Like you I will be working alone tomorrow putting up Hardi siding on my home. I purchased the same gauge from Amazon for a little over $19.xx. I will let you know tomorrow what I think about it.


----------



## Tom Struble (Dec 29, 2008)

the malco guage works well ,once you get the hang of using them you will find you only need one to hold up the opposite end while you hold and nail the other

i always snap lines for every course


----------



## kwikfishron (Mar 11, 2010)

I like these better than a helper, they get it right every time and don’t talk back.


----------



## jklingel (Dec 21, 2008)

Ron: Can't read the name of those "helpers". thanks. j


----------



## rock16 (May 14, 2010)

I like the Malco gauge it is inexpensive and easy to use. Kwik's pict is Gecko gauges.


----------



## jklingel (Dec 21, 2008)

got in on the geckos. thanks.


----------



## kwikfishron (Mar 11, 2010)

jklingel said:


> Ron: Can't read the name of those "helpers". thanks. j


Here you go http://www.google.com/products/cata...a=X&ei=TKfhTY7-Barb0QH_3O2-Bw&ved=0CHMQ8wIwAA

There kind of spendy but you get two.


----------



## Gary in WA (Mar 11, 2009)

I use the free ones from a short length of metal strap bent on site in less than 30 seconds. But I'm frugal......

Gary


----------



## kwikfishron (Mar 11, 2010)

GBR in WA said:


> I use the free ones from a short length of metal strap bent on site in less than 30 seconds. But I'm frugal......
> 
> Gary


Those steel straps are getting harder to find these days Gary. Although the old school tool will hold the other end just fine you can’t trust it to be perfectly on layout every time. Any tool that will pay for itself by lunch and start making money after that is a good value IMO. You would think frugal would like that.


----------



## Gary in WA (Mar 11, 2009)

Good point. I don’t use it for layout, my siding coil nailer has an exposure gauge for that along with the chalk lines every third course. Only to support the end of the piece until I work my way along, nailing to within arms reach of it, then remove it –never using it for more than support and a close gauge. Be hard to remove, otherwise. I started making them when installing cedar bevel siding in the ‘70’s, when I framed and sided houses alone. I also have a bent/refigured siding carrier out of a metal closet shelf/pole support for single-person installing T-1-11 siding panels on a standing wall. In 2003 or so, my mobile nail supplier told his boss about my (3”) keel/pencil holder (used from the ‘80’s) from a washing-machine supply hose- with-in 2 months later his company and H.D. and Lowe’s came out with them. Missed the boat on that one……

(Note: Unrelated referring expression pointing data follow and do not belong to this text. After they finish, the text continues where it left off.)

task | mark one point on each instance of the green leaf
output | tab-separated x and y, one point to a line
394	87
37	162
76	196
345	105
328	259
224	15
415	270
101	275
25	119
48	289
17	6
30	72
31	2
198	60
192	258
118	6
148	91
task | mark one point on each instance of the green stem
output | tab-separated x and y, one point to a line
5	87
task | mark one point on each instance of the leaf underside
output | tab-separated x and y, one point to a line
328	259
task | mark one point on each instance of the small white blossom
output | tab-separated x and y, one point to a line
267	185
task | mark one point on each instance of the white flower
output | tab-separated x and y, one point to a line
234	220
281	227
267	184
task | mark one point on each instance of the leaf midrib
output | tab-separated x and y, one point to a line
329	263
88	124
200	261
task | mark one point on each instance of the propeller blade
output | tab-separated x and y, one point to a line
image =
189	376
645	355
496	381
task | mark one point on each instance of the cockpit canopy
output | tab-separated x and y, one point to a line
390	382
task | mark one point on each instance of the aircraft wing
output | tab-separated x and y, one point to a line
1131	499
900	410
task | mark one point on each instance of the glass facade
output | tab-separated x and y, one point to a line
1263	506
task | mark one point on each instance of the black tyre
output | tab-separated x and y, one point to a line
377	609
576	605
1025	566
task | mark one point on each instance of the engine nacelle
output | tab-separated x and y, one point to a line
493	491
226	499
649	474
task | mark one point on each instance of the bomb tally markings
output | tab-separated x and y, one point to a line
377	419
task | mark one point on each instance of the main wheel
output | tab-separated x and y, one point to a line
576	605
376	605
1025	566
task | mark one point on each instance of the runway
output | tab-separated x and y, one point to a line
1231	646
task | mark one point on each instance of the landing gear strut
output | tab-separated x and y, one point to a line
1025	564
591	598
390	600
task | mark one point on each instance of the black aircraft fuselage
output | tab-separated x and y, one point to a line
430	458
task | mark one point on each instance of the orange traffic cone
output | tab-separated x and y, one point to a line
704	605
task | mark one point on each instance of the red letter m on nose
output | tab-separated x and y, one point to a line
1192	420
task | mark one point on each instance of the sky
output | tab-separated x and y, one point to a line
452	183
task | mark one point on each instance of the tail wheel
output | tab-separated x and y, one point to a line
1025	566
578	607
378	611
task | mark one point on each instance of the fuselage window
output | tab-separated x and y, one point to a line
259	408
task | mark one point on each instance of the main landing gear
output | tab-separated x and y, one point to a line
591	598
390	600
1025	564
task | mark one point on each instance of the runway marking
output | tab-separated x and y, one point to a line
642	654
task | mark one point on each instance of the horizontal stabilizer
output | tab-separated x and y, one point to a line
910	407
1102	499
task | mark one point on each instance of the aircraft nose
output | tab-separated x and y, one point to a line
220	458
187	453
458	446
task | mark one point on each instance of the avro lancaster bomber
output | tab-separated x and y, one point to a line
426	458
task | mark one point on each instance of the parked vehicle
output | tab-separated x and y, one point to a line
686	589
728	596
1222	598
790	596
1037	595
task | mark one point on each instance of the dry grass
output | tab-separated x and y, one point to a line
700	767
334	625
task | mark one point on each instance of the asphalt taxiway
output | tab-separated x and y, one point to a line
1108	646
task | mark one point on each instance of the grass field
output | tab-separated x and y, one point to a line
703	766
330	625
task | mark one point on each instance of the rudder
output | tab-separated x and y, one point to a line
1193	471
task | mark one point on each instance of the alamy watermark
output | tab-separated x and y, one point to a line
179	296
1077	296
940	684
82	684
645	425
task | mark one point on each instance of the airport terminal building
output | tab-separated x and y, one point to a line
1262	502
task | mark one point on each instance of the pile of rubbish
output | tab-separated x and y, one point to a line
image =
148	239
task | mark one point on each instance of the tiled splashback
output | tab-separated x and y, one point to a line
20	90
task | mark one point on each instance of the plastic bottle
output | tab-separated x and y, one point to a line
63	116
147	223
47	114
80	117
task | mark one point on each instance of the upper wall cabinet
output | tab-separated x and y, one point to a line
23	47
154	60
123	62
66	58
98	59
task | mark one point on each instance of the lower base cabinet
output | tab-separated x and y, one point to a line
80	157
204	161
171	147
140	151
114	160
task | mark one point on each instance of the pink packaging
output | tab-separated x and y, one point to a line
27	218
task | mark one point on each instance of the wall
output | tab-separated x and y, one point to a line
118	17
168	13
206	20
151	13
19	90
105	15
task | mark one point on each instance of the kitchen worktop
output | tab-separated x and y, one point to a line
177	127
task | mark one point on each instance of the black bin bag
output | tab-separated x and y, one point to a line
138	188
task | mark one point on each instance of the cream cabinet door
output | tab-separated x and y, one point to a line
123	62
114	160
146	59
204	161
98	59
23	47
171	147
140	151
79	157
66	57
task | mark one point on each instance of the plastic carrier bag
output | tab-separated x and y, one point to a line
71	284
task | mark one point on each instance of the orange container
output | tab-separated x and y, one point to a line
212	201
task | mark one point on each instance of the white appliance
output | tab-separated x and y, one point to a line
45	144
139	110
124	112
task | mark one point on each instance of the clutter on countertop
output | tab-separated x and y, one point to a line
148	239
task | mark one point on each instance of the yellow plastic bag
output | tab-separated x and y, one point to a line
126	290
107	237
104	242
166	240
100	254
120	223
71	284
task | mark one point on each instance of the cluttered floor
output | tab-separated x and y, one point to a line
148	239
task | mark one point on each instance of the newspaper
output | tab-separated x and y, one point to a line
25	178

I’ve cut a piece of roofer’s flashing (readily available) to 1”x 2-1/2” (for 1-1/4” lap) and bent that for a gauge, works better than plumber’s strapping, (too light-weight). I do have to put the board on the wall within 3” or so of where it belongs, otherwise it may come down when sliding the board over any more than that, as it is holding up the other ½ the board opposite the joint end where I start nailing. Can’t really see the need for two gauges-one at each end as you would waste time installing and removing the second one. 

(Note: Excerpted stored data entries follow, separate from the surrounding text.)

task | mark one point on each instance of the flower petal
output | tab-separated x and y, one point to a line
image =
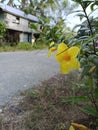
75	64
65	67
62	47
51	44
73	51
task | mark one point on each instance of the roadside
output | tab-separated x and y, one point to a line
22	70
41	107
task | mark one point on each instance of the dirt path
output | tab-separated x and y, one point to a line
22	70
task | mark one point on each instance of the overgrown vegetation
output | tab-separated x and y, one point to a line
42	108
24	46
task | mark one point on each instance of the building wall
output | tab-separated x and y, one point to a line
17	23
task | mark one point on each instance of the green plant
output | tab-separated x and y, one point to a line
88	59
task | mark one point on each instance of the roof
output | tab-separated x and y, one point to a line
18	12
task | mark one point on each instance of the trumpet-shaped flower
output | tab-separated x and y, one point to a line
67	58
52	48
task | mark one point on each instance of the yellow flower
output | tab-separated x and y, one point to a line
67	58
92	69
52	48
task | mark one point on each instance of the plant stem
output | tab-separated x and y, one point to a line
93	101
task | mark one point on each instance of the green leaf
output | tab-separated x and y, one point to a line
75	99
33	26
71	128
85	70
90	110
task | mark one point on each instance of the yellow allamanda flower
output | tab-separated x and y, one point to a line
92	69
67	58
52	48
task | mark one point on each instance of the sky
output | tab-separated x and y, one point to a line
74	20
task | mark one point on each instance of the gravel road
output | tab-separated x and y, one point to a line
22	70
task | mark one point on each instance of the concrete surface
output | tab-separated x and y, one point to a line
22	70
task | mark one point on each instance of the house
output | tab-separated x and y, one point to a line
17	23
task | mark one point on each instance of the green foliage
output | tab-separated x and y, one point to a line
86	38
2	29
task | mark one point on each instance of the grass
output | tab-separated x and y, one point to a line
41	107
25	46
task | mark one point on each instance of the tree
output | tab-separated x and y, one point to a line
2	32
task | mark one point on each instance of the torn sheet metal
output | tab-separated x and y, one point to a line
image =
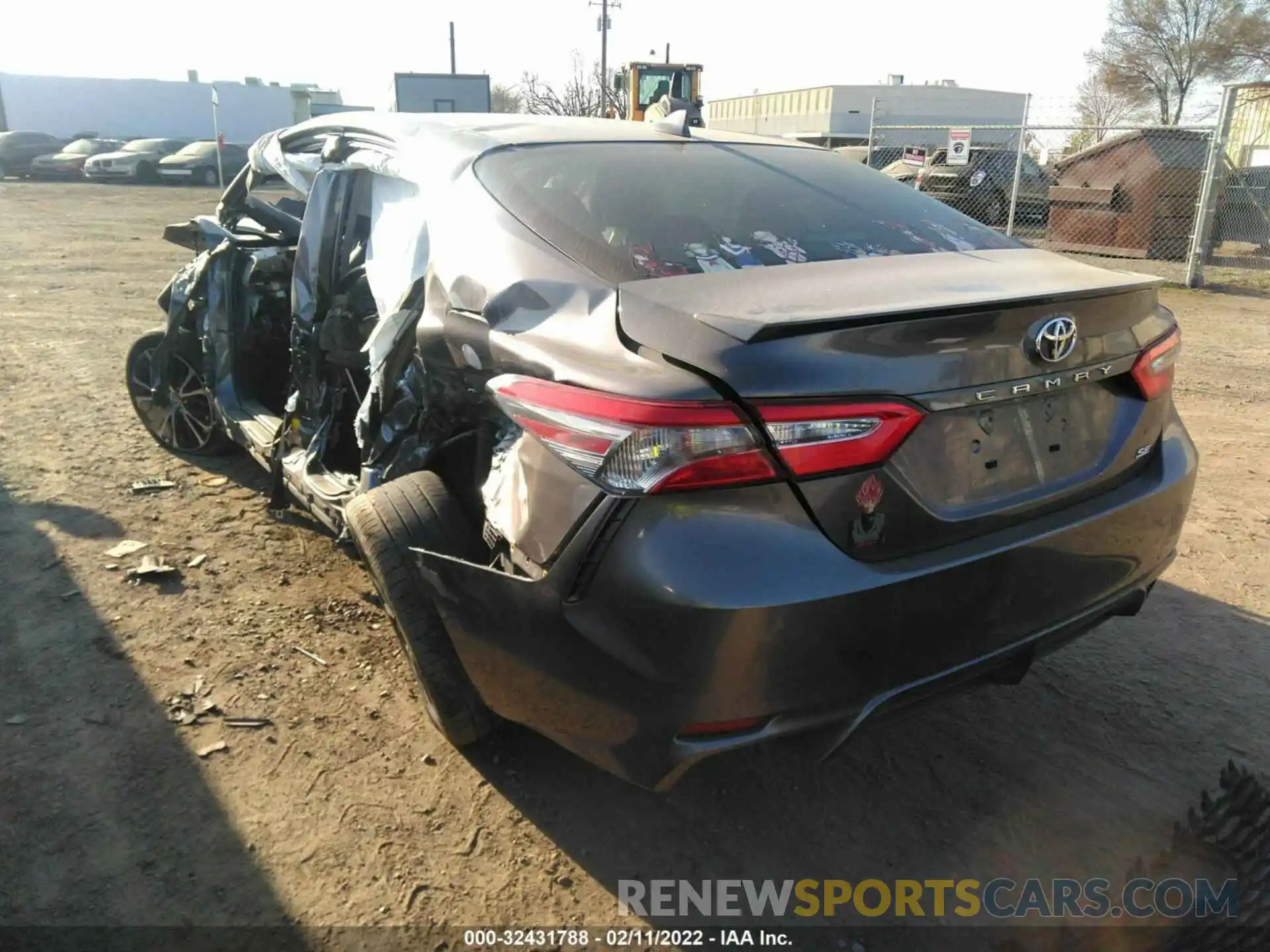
506	492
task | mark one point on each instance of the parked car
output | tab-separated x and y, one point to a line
196	163
136	161
982	187
69	161
650	441
18	147
902	172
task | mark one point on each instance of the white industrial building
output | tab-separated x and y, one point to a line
143	108
840	116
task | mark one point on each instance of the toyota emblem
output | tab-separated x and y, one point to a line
1056	340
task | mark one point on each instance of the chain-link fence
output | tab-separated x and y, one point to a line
1235	247
1185	202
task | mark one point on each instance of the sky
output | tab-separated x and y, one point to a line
743	45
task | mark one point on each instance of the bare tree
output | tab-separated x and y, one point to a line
619	92
1156	50
505	99
1101	106
1250	41
579	95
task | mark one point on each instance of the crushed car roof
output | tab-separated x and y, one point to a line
482	131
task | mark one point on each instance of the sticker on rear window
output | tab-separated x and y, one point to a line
785	249
708	258
741	255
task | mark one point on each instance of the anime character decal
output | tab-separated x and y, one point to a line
708	258
740	255
867	528
646	257
788	251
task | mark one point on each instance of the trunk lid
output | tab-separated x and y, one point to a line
1009	433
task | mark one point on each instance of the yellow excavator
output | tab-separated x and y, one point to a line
658	89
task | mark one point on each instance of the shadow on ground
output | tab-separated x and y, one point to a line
106	819
1074	774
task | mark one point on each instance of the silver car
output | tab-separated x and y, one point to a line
136	161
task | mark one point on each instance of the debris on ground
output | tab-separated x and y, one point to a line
127	547
151	487
153	569
313	656
190	706
247	723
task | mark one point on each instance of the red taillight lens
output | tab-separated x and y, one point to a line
714	729
1154	370
636	446
820	438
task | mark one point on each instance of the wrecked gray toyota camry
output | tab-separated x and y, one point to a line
665	442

I set a gauge on the previous course about 10’ away (if 12’), pick up a new board at middle, set the end on gauge (judging joint end as said), step over to joint while raising gun from hook on nail-bags and holding board from tipping out/down, set reveal, nail it, working/nailing back to the gauge using gun gauge as said. To each his own, whatever gets the job done effectively and accurately. 

Gary


----------



## RickyG (May 3, 2011)

ICefishww;

The Malco gauge worked well for me. Once the first row was up and leveled, the Malco keep each row level. To make sure I checked each board prior to and after nailing.

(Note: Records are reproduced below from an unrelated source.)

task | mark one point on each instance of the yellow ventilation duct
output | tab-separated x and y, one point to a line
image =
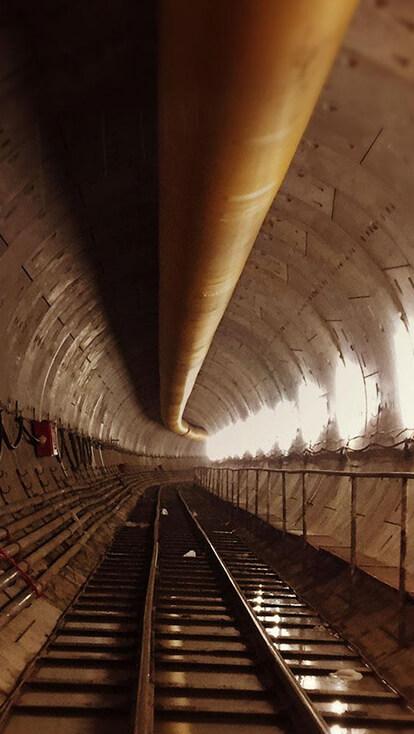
238	80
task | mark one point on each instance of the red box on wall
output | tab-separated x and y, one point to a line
46	433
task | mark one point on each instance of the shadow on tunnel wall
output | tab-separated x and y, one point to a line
94	87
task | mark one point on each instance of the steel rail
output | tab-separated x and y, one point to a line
310	719
143	716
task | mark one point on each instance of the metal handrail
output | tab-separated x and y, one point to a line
210	478
312	721
143	717
332	472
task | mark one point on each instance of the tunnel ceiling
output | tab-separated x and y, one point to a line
330	273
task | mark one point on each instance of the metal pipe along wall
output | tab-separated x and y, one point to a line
238	81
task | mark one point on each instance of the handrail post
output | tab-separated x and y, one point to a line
403	560
268	497
304	503
284	513
353	558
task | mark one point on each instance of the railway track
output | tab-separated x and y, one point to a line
182	629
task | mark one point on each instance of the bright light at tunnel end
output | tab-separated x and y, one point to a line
276	429
273	428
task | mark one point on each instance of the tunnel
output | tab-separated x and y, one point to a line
206	366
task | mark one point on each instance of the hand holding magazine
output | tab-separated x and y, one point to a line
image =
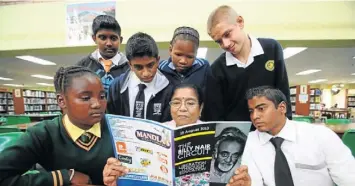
206	153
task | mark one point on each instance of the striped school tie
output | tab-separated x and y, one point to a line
85	138
107	64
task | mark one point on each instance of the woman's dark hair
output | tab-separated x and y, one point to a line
196	89
64	76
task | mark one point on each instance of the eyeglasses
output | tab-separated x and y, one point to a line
225	154
188	104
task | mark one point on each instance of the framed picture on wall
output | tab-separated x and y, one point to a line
18	93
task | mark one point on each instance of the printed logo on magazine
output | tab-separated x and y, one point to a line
153	138
159	179
140	149
145	162
162	158
136	170
125	159
164	169
121	147
157	109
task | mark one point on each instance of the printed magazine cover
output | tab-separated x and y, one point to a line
201	154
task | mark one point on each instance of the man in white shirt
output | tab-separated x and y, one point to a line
305	155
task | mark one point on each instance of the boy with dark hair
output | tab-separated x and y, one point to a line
248	62
284	152
143	91
107	62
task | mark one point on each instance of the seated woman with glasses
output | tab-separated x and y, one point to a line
186	105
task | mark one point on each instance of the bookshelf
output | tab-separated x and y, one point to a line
6	103
36	102
298	107
315	102
293	95
351	101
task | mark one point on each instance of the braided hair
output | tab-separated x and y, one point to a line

Locally, everyone I called for the Malco gauge, they had to order it. Lowe’s has the Gecko gauge in stock. I played with the Gecko gauge at Lowe’s, and it does work well. But, as usual I research my tools before I purchase. In this case the Malco gauge is an excellent alternative to the Gecko gauge.

This was my first time installed Hardi Siding, it is easy to work and very easy to break. 

Have fun. 











http://malcoproducts.com/images/products/fcg2-000.jpg


----------



## rookrpd (Jan 16, 2013)

Gecko Gauge. The PacTool Gecko gauge does not seem to work well with beaded siding. (SA903 Model). When the cam is applied, the top of the gauge comes away from the plank and the new plank falls between the gauge and the previously applied plank. Basically, the gauge isn't tight against the siding so the next piece doesn't have anything to rest on while you attempt to hang/nail it.

Has anyone found a GECKO model that works well with beaded siding. Here in NC, the beaded siding is eerywhere. Thanks


----------